Methods: The molecule breaks down into parent drug and its metabolite, which is active. A first work was performed to find the starting dose of the drug X in the paediatric trial [9]. The PK model, obtained from the ‘simulated data' with the software NONMEM, using a joint model for the parent drug and its metabolite as in adults, was a model with four compartments. The PK design, for a future study in 82 patients receiving a single dose of the drug, was then optimised by PFIM, considering several clinical constraints, as the number of groups, the timing of the clinical examination and the duration of stay at the hospital. Limit of quantification (LOQ) was not taken into account for design optimisation, as the simulated observation had no LOQ. For final evaluation of the proposed design, we used an approach based on the simulated proportion of LOQ at each sampling time to predict data below LOQ for the metabolite.
Results: Reaching a compromise between PFIM results and clinical constraints, the optimal design is composed of four samples at 0.1, 1.8, 5 and 10 h after drug injection. Concerning LOQ, we showed its limited influence on the design.
Conclusions: PFIM was a useful tool to find an optimal design in children, considering clinical constraints. Even if it was not forecast in the initial design at the beginning, it was necessary to include a late time at 10 hours for all children. Finally, we proposed to carry out an adaptive design after the inclusion of 20 children.
References:
[1] EMEA. Guideline on the role of pharmacokinetics in the development of medicinal products in the paediatric population. Scientific guideline, 2006.

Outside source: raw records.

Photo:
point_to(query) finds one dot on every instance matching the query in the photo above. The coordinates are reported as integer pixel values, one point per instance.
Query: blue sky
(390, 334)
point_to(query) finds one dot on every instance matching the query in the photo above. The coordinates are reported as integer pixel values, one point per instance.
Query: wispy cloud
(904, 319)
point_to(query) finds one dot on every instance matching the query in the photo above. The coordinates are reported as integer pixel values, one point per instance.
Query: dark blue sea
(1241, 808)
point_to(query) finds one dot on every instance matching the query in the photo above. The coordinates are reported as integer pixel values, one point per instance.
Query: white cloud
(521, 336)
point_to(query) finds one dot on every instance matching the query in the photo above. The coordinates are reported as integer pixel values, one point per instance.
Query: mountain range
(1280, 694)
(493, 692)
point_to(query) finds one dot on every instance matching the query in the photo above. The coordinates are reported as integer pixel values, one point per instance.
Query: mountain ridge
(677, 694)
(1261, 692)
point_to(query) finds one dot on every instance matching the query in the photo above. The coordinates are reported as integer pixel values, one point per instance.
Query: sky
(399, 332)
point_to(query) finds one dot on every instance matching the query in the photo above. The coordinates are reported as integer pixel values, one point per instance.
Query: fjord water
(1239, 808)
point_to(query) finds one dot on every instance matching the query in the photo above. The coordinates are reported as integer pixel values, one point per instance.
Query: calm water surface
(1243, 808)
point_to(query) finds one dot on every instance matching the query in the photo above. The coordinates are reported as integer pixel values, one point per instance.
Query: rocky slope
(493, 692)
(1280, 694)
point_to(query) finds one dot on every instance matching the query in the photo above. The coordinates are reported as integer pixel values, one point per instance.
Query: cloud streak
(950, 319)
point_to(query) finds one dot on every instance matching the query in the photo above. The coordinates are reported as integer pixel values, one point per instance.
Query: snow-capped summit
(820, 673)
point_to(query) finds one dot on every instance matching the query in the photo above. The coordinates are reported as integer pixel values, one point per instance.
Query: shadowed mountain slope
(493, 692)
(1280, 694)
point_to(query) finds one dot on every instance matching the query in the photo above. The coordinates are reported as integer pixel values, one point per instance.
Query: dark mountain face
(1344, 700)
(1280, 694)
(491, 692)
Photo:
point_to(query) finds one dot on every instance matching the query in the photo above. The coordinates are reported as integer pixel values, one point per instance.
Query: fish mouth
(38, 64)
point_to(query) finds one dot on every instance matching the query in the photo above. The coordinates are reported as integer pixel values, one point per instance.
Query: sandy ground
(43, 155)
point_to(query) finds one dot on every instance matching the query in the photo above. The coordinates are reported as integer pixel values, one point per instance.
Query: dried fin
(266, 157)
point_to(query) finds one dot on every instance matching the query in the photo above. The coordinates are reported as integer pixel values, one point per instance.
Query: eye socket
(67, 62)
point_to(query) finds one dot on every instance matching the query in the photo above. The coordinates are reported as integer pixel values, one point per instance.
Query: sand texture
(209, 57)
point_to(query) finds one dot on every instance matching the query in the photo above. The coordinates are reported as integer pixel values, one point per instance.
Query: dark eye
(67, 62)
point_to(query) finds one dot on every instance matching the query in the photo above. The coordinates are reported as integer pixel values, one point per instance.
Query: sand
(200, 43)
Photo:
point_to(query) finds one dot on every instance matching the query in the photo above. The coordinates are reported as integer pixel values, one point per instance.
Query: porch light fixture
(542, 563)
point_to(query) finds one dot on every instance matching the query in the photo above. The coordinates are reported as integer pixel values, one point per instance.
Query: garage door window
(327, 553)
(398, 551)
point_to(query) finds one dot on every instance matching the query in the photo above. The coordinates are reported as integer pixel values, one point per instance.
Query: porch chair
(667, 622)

[2] Tod M, Jullien V, Pons G. Facilitation of drug evaluation in children by population methods and modelling. Clinical Pharmacokinetics, 2008; 47(4): 231-243.
[3] Mentré F, Dubruc C, Thénot J.P. Population pharmacokinetic analysis and optimization of the experimental design for Mizolastine solution in children. Journal of Pharmacokinetics and Pharmacodynamics, 2001; 28(3): 299-319.
[4] Mentré F, Mallet A, Baccar D. Optimal design in random-effects regression models. Biometrika, 1997; 84(2): 429-442.
[5] Bazzoli C, Retout S, Mentré F. Design evaluation and optimisation in multiple response nonlinear mixed effect models: PFIM 3.0. Computer Methods and Programs in Biomedicine, 2010; 98(1): 55-65.
[6] www.pfim.biostat.fr.
[7] Turner D. Simcyp Population-based ADME Simulator, 2008.
[8] www.simcyp.com.
[9] Brendel K, Gaynor C, Dumont C, Blesius A, Chenel M. Using Modelling & Simulation techniques to optimise the design of a paediatric PK/PD study. Population Approach Group in Europe, 2010; Abstr 1695 [www.page-meeting.org/?abstract=1695].